Me gusta, Señor, contemplar la armonía de este cuadro. Todo inspira bonanza y buen entendimiento. Todos colaboran, a pesar de que no salían bien las cosas. Quiero con tu ayuda, oh buen Jesús, aprender a colaborar. No ser nudo de discordia. Ayúdame. Enséñame la lección para que siempre sea bueno y elemento de concordia.
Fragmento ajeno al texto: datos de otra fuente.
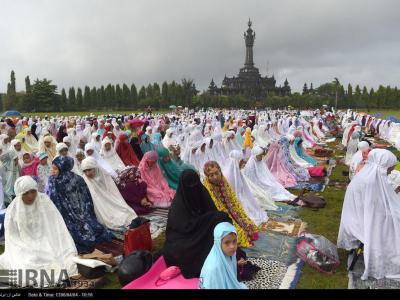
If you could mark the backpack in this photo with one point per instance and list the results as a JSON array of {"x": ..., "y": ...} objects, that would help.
[
  {"x": 134, "y": 266},
  {"x": 138, "y": 238}
]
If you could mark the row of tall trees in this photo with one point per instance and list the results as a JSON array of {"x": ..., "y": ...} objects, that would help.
[{"x": 42, "y": 95}]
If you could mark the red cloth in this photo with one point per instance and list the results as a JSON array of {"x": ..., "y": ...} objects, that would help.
[
  {"x": 31, "y": 170},
  {"x": 351, "y": 132},
  {"x": 125, "y": 151},
  {"x": 317, "y": 171}
]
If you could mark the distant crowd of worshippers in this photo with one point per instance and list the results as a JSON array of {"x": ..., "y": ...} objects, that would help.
[{"x": 70, "y": 183}]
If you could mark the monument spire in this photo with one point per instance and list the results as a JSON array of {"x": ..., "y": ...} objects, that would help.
[{"x": 249, "y": 37}]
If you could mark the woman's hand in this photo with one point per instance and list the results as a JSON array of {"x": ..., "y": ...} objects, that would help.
[
  {"x": 242, "y": 262},
  {"x": 397, "y": 190}
]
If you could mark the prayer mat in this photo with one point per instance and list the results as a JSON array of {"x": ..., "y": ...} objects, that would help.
[
  {"x": 381, "y": 146},
  {"x": 319, "y": 187},
  {"x": 158, "y": 224},
  {"x": 115, "y": 247},
  {"x": 274, "y": 274},
  {"x": 287, "y": 227},
  {"x": 274, "y": 246},
  {"x": 284, "y": 210},
  {"x": 355, "y": 281},
  {"x": 85, "y": 283},
  {"x": 163, "y": 212}
]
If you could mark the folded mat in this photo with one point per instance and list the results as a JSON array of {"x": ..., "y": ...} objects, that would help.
[{"x": 148, "y": 280}]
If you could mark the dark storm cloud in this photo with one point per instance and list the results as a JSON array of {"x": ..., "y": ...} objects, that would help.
[{"x": 75, "y": 42}]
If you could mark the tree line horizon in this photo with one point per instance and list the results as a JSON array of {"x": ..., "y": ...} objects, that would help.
[{"x": 43, "y": 96}]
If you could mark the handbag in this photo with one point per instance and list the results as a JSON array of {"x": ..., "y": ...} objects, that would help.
[
  {"x": 135, "y": 265},
  {"x": 309, "y": 200},
  {"x": 167, "y": 275},
  {"x": 138, "y": 238},
  {"x": 318, "y": 252}
]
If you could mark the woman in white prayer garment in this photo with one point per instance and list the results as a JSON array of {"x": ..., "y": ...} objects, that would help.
[
  {"x": 169, "y": 138},
  {"x": 36, "y": 237},
  {"x": 229, "y": 142},
  {"x": 371, "y": 215},
  {"x": 358, "y": 158},
  {"x": 240, "y": 187},
  {"x": 109, "y": 154},
  {"x": 257, "y": 173},
  {"x": 111, "y": 209},
  {"x": 90, "y": 151},
  {"x": 352, "y": 145}
]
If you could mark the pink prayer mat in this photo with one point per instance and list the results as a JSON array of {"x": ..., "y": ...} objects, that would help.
[{"x": 148, "y": 280}]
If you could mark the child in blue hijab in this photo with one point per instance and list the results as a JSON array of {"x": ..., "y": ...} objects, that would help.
[{"x": 220, "y": 267}]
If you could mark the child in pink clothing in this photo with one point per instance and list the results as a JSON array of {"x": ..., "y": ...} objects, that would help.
[{"x": 29, "y": 166}]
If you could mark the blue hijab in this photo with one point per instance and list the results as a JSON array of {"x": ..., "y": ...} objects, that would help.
[
  {"x": 145, "y": 146},
  {"x": 156, "y": 140},
  {"x": 72, "y": 197},
  {"x": 220, "y": 271},
  {"x": 297, "y": 145},
  {"x": 239, "y": 138}
]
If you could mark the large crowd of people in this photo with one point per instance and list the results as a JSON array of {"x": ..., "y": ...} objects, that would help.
[{"x": 71, "y": 183}]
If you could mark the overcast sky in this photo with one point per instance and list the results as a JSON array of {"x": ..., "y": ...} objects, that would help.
[{"x": 95, "y": 42}]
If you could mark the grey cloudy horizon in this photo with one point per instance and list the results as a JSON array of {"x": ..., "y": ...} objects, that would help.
[{"x": 96, "y": 42}]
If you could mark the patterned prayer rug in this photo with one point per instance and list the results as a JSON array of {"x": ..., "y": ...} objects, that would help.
[
  {"x": 115, "y": 247},
  {"x": 274, "y": 275},
  {"x": 355, "y": 281},
  {"x": 158, "y": 221},
  {"x": 284, "y": 210},
  {"x": 287, "y": 227},
  {"x": 274, "y": 246}
]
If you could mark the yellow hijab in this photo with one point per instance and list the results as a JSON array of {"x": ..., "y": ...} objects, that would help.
[
  {"x": 247, "y": 138},
  {"x": 21, "y": 137}
]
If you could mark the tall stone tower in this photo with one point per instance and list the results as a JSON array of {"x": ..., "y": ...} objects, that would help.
[{"x": 249, "y": 37}]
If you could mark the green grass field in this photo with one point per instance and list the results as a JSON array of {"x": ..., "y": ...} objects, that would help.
[
  {"x": 385, "y": 112},
  {"x": 87, "y": 113},
  {"x": 324, "y": 222}
]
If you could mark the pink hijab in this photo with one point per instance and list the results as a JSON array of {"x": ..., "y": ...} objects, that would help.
[
  {"x": 277, "y": 168},
  {"x": 158, "y": 190},
  {"x": 31, "y": 168}
]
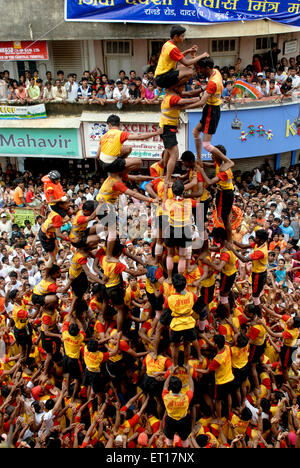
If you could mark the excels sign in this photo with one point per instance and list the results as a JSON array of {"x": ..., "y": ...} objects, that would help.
[{"x": 59, "y": 143}]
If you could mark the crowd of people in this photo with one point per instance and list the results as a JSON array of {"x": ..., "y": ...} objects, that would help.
[
  {"x": 268, "y": 74},
  {"x": 157, "y": 310}
]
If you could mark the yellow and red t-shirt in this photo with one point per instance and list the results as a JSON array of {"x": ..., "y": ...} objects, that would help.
[
  {"x": 111, "y": 144},
  {"x": 169, "y": 56}
]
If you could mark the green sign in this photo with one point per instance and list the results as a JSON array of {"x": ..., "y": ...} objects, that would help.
[
  {"x": 32, "y": 142},
  {"x": 22, "y": 215}
]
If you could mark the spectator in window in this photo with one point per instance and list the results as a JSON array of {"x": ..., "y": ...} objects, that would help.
[
  {"x": 287, "y": 87},
  {"x": 61, "y": 76},
  {"x": 140, "y": 86},
  {"x": 271, "y": 57},
  {"x": 33, "y": 91},
  {"x": 101, "y": 96},
  {"x": 109, "y": 89},
  {"x": 21, "y": 93},
  {"x": 134, "y": 94},
  {"x": 274, "y": 88},
  {"x": 11, "y": 95},
  {"x": 120, "y": 94},
  {"x": 59, "y": 92},
  {"x": 84, "y": 91},
  {"x": 97, "y": 84},
  {"x": 149, "y": 94},
  {"x": 104, "y": 79},
  {"x": 39, "y": 83},
  {"x": 71, "y": 88},
  {"x": 27, "y": 78},
  {"x": 227, "y": 90},
  {"x": 132, "y": 76},
  {"x": 122, "y": 75},
  {"x": 49, "y": 76},
  {"x": 295, "y": 78},
  {"x": 86, "y": 75},
  {"x": 48, "y": 92},
  {"x": 280, "y": 75}
]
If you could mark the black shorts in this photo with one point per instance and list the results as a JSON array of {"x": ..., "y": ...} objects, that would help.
[
  {"x": 95, "y": 380},
  {"x": 48, "y": 244},
  {"x": 226, "y": 283},
  {"x": 256, "y": 353},
  {"x": 83, "y": 239},
  {"x": 72, "y": 367},
  {"x": 182, "y": 427},
  {"x": 118, "y": 165},
  {"x": 167, "y": 79},
  {"x": 224, "y": 202},
  {"x": 116, "y": 295},
  {"x": 186, "y": 335},
  {"x": 258, "y": 283},
  {"x": 241, "y": 375},
  {"x": 80, "y": 285},
  {"x": 207, "y": 294},
  {"x": 23, "y": 336},
  {"x": 169, "y": 137},
  {"x": 161, "y": 222},
  {"x": 156, "y": 303},
  {"x": 151, "y": 386},
  {"x": 50, "y": 344},
  {"x": 222, "y": 391},
  {"x": 38, "y": 300},
  {"x": 166, "y": 318},
  {"x": 178, "y": 237},
  {"x": 107, "y": 215},
  {"x": 210, "y": 119},
  {"x": 287, "y": 355}
]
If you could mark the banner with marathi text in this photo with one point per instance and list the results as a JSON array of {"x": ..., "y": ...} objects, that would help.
[
  {"x": 23, "y": 50},
  {"x": 22, "y": 112},
  {"x": 182, "y": 11}
]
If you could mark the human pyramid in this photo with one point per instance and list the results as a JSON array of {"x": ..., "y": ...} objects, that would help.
[{"x": 199, "y": 339}]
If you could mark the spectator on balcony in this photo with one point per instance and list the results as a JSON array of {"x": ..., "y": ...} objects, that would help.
[
  {"x": 59, "y": 92},
  {"x": 226, "y": 93},
  {"x": 27, "y": 78},
  {"x": 84, "y": 91},
  {"x": 120, "y": 94},
  {"x": 287, "y": 87},
  {"x": 104, "y": 79},
  {"x": 48, "y": 92},
  {"x": 271, "y": 57},
  {"x": 39, "y": 83},
  {"x": 132, "y": 76},
  {"x": 134, "y": 94},
  {"x": 140, "y": 86},
  {"x": 71, "y": 88},
  {"x": 86, "y": 76},
  {"x": 274, "y": 88},
  {"x": 11, "y": 94},
  {"x": 101, "y": 96},
  {"x": 280, "y": 75},
  {"x": 284, "y": 64},
  {"x": 295, "y": 78},
  {"x": 21, "y": 93},
  {"x": 109, "y": 89},
  {"x": 61, "y": 76},
  {"x": 150, "y": 97},
  {"x": 49, "y": 76},
  {"x": 34, "y": 91}
]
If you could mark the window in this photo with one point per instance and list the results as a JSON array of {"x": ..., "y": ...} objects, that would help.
[
  {"x": 263, "y": 43},
  {"x": 223, "y": 45},
  {"x": 118, "y": 47}
]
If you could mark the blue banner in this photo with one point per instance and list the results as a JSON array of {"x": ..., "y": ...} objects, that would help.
[{"x": 182, "y": 11}]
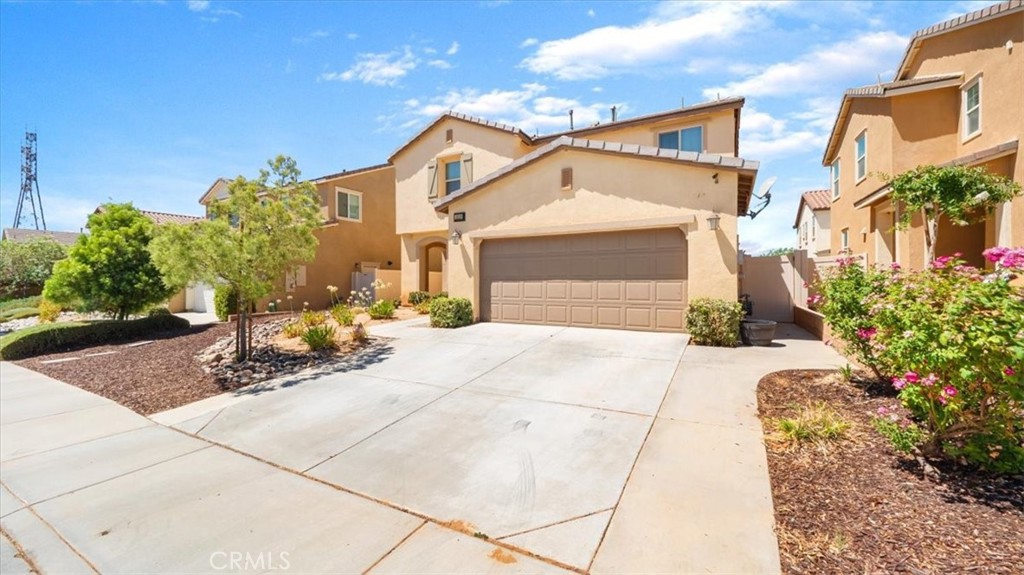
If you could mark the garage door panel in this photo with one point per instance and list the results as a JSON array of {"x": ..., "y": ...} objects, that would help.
[{"x": 633, "y": 280}]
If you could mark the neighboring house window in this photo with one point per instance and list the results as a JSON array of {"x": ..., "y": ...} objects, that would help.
[
  {"x": 835, "y": 179},
  {"x": 687, "y": 139},
  {"x": 453, "y": 176},
  {"x": 861, "y": 156},
  {"x": 349, "y": 205},
  {"x": 972, "y": 108}
]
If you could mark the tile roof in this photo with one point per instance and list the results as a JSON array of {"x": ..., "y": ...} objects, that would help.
[
  {"x": 350, "y": 172},
  {"x": 690, "y": 158},
  {"x": 18, "y": 235},
  {"x": 970, "y": 18},
  {"x": 975, "y": 159},
  {"x": 161, "y": 218}
]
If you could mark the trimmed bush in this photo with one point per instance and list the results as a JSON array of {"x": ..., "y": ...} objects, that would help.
[
  {"x": 48, "y": 311},
  {"x": 51, "y": 338},
  {"x": 382, "y": 309},
  {"x": 417, "y": 298},
  {"x": 451, "y": 312},
  {"x": 225, "y": 301},
  {"x": 714, "y": 322}
]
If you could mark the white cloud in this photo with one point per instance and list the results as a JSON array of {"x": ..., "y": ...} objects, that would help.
[
  {"x": 384, "y": 69},
  {"x": 528, "y": 107},
  {"x": 662, "y": 39},
  {"x": 310, "y": 37},
  {"x": 842, "y": 64}
]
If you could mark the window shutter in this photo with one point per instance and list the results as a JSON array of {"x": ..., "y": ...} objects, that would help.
[
  {"x": 432, "y": 179},
  {"x": 467, "y": 170}
]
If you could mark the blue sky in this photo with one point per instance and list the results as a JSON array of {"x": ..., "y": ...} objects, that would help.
[{"x": 151, "y": 101}]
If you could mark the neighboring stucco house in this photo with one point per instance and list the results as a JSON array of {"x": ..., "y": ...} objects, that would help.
[
  {"x": 957, "y": 97},
  {"x": 812, "y": 225},
  {"x": 357, "y": 234},
  {"x": 614, "y": 225}
]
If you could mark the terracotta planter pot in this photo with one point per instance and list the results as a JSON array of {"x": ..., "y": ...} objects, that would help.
[{"x": 757, "y": 332}]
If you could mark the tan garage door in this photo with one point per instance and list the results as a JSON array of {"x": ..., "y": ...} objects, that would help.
[{"x": 627, "y": 280}]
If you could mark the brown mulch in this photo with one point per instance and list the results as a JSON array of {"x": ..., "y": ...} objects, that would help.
[
  {"x": 146, "y": 379},
  {"x": 860, "y": 507}
]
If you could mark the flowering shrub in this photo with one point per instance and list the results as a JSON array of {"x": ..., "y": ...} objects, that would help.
[{"x": 950, "y": 339}]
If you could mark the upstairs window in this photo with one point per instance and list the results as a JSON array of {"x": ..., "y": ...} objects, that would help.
[
  {"x": 687, "y": 139},
  {"x": 453, "y": 176},
  {"x": 835, "y": 179},
  {"x": 972, "y": 108},
  {"x": 861, "y": 156},
  {"x": 349, "y": 205}
]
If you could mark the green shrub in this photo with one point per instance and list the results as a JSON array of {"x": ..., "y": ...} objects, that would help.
[
  {"x": 382, "y": 309},
  {"x": 293, "y": 329},
  {"x": 342, "y": 314},
  {"x": 417, "y": 298},
  {"x": 51, "y": 338},
  {"x": 320, "y": 337},
  {"x": 451, "y": 312},
  {"x": 714, "y": 322},
  {"x": 225, "y": 301},
  {"x": 312, "y": 318},
  {"x": 19, "y": 303},
  {"x": 17, "y": 313},
  {"x": 48, "y": 311}
]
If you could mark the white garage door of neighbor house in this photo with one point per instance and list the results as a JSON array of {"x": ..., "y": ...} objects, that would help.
[{"x": 624, "y": 279}]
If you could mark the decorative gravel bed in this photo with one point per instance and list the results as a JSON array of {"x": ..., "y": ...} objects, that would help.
[{"x": 860, "y": 507}]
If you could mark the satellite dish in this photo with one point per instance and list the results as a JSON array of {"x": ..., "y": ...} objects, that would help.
[{"x": 764, "y": 196}]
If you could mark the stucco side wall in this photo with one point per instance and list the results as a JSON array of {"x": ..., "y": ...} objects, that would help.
[
  {"x": 719, "y": 127},
  {"x": 608, "y": 191},
  {"x": 491, "y": 148}
]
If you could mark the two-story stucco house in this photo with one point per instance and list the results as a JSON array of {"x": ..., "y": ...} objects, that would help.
[
  {"x": 614, "y": 225},
  {"x": 813, "y": 221},
  {"x": 957, "y": 98},
  {"x": 358, "y": 216}
]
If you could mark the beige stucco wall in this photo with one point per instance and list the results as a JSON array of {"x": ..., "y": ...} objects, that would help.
[
  {"x": 609, "y": 191},
  {"x": 719, "y": 129},
  {"x": 344, "y": 244},
  {"x": 492, "y": 149}
]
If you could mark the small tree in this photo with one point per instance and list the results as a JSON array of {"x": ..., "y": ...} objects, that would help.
[
  {"x": 965, "y": 195},
  {"x": 25, "y": 267},
  {"x": 109, "y": 269},
  {"x": 258, "y": 233}
]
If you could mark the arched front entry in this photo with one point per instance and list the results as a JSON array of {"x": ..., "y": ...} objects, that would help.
[{"x": 433, "y": 264}]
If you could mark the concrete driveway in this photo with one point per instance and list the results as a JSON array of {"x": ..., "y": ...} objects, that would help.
[{"x": 491, "y": 448}]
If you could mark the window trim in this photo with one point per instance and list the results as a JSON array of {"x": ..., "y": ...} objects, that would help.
[
  {"x": 338, "y": 190},
  {"x": 679, "y": 134},
  {"x": 835, "y": 176},
  {"x": 856, "y": 158},
  {"x": 965, "y": 136}
]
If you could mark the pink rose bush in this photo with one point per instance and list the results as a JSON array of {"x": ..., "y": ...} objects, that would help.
[{"x": 950, "y": 340}]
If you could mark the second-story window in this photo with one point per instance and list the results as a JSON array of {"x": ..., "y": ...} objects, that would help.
[
  {"x": 453, "y": 176},
  {"x": 687, "y": 139},
  {"x": 972, "y": 108},
  {"x": 835, "y": 178},
  {"x": 349, "y": 205},
  {"x": 861, "y": 156}
]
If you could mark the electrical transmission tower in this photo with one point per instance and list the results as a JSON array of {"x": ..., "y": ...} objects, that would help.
[{"x": 30, "y": 185}]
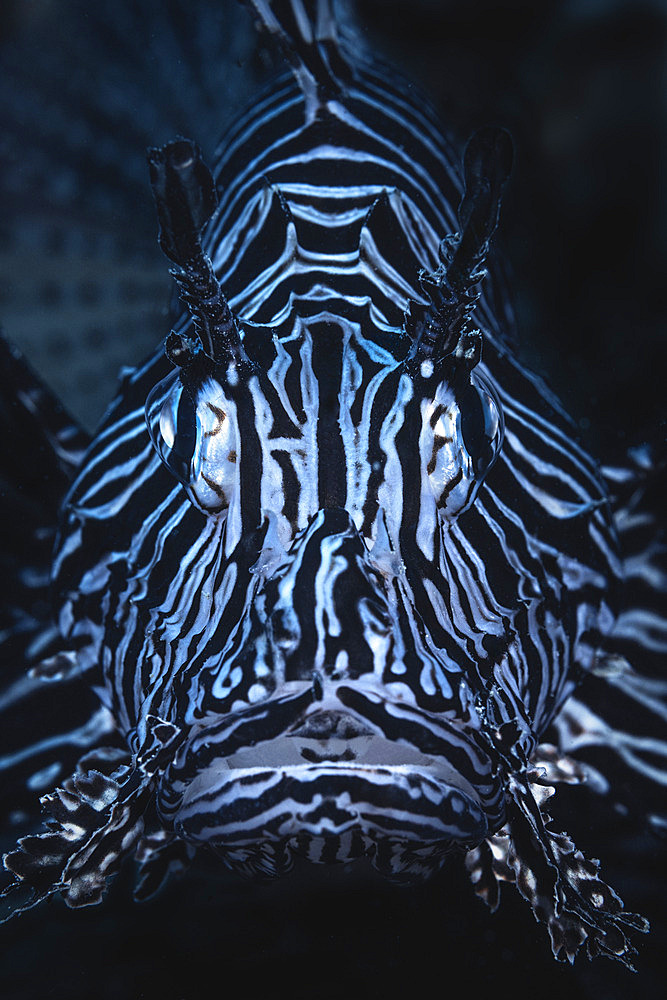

Aprecio también en estos hombres la docilidad y confianza hacia todo cuanto Jesús les manda. También te pido esa docilidad, Señor, para todo cuanto se refiere a tus sugerencias, gracias e inspiraciones. Saber obedecerte una y mil veces sin desanimarme. La oración se me hace difícil, incluso me considero el eterno principiante, a pesar de que le dedico tiempo. Pero jamás la dejaré, con tu ayuda. Confío en que algún día llegue esa pesca milagrosa por haberte obedecido. Entretanto, te lo digo con paz, nada merezco. Tan solo he hecho dar guerra en mi vida, como de pequeño. Pero en tu nombre, volveré a echar las redes.
Y en este ambiente lleno de sencillez y amistad, a las orillas de un lago, después de comer, nos dise la ase de la Iglesia, los cimientos, el primer jefe en la persona de Pedro. Antes querías saber si te amaba más que los otros. Y se lo preguntaste tres veces, tuvo pena al recibir la tercera pregunta, pues recordaba que tres veces te había negado, y respondió: "Señor, Tú lo sabes todo; Tú sabes que te amo".
También yo, Jesús, ahora que me has invitado en el otoño de mi vida a este mes de Ejercicios, Tú sabes por qué - con gran emoción te digo desde este rincón más oculto que aquel lago: "Señor, Tú lo sabes todo; Tú sabes que te amo". Ni yo sé por qué he venido. Tú sí lo sabes. Pero cuenta conmigo para lo que quieras. Tal vez todavía no haya escrito la página más bella de mi Historia; tal vez es que quieras llamarme pronto hacia Ti. Yo no sé por qué me has llamado a Ejercicios. Solo sé que quiero servirte de cerca, como el día de mi conversión. Te he dicho que quiero juzgar las cosas de este mundo como basura, con tal de ganarte. Te he dicho que deseo permanecer bajo tu bandera. Tú lo sabes todo, Tú sabes que te amo. Confío del todo en Ti. Aunque mi oración haya sido siempre de principiante, en tu nombre volveré a echar las redes. Con total sumisión; ahí estoy junto a Ti. Tú cambiarás mi corazón. Dame, sí, tu paz y tu gozo de la Resurrección.
Me das deseos de servirte y son constantes. Hago mil intentos para ello. De eso sí estoy seguro. Mi vida hace ya años tiene esa trayectoria. Pero para ser de verdad útil en tu Reino te amo demasiado poco; pero Tú sabes que te amo. Abre más mi corazón que es muy pequeño. Transfórmalo, Señor. Yo quiero decirte ahora con San Pablo, "Quién me separará de la caridad de Cristo? (Rom. 8,35) Este amor que Tú me tienes; este amor que has derramado en nuestros corazones, dará densidad a mi vida. Gracias.